11. The method of claim 9, wherein determining, using the comparison, whether at least one entry in the database of registered protected data elements matches the protected data element access comprises:

comparing the protected data element access to a purpose of use of the protected data element access stored in the database;

determining that the protected data element access matches the purpose of use of the protected data element access stored in the database; and

committing the code element into the codebase.

12. A system comprising:

at least one memory device; and

a processing device, operatively coupled to the at least one memory device, to:

receive a request to commit a code element to a codebase for a software application;

scan the code element using a scan that comprises a query that is customized to identify a protected data element;

detect, by the scan of the code element, at least one portion of the code element that accesses the protected data element;

search a database of registered protected data elements for the protected data element; and

in response to determining that the protected data element does not have a match in the database of registered protected data elements, generate a notification to a developer account that is associated with the request to commit the code element.

13. The system of claim 12, wherein the protected data element comprises personally identifiable information of an end user of the software application or privileged data of a device associated with the end user.

14. The system of claim 12, wherein the notification includes an indication to the developer account that the protected data element is not authorized for inclusion in the software application.
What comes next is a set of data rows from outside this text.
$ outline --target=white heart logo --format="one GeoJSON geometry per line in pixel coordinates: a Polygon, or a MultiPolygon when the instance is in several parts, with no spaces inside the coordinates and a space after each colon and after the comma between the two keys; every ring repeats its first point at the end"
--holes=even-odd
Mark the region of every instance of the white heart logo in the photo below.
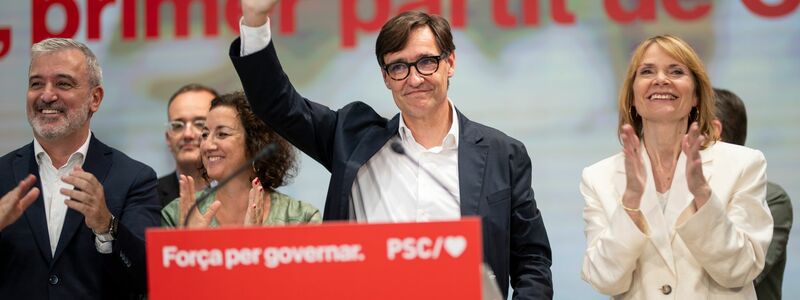
{"type": "Polygon", "coordinates": [[[444,240],[444,250],[453,258],[458,258],[467,249],[467,239],[463,236],[448,236],[444,240]]]}

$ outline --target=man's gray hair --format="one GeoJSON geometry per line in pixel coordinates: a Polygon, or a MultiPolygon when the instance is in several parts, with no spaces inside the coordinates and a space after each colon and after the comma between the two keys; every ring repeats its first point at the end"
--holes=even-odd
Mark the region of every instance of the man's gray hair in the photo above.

15. The system of claim 12, wherein the processing device is further caused to:

request, from the developer account, additional information relating to the protected data element, the additional information including at least one of a purpose of use of the protected data element, a citation to a source of permission to use the protected data element, or an intended use of the protected data element; and

generate an approval process using the protected data element and the additional information.

16. The system of claim 15, wherein the processing device is further caused to:

insert the protected data element and at least one of the purpose, the citation, or intended use of the protected data element into the database of registered protected data elements; and

commit the code element into the codebase.

17. The system of claim 15, wherein the processing device is further caused to:

based on a response received from the developer account, deny insertion an entry for the protected data element into the database of registered protected data elements; and

at least temporarily prevent a commit of the code element into the codebase.

18. The system of claim 12, wherein the processing device is further caused to:

receive, by a machine learning model, a set of training queries and a set of training protected data elements; and

train the machine learning model to generate at least one query based on a data set including at least one protected data element.

19. The system of claim 12, wherein to search a database of registered protected data elements for the protected data element, the processing device is further caused to:

generating a comparison of a metadata of each entry in the database of registered protected data elements with corresponding metadata of the protected data element; and

determine, using the comparison, if at least one entry in the database of registered protected data elements matches the protected data element.

20. The system of claim 19, wherein the query is configured to identify at least one of a sensitive permission declaration, a run-time request for permission to access a protected data element, an access to a variable having a variable name that matches a name of a protected data element, a sensitive data model that stores one or more protected data elements, a reference to a sensitive data model, a declaration of a sensitive data model, a use of a sensitive data model, a class that instantiates a sensitive data model as a local variable or parameter, a sensitive application programming interface (API) that accesses one or more protected data elements, a utility function that transitively invokes a sensitive API, or an invocation of a sensitive API.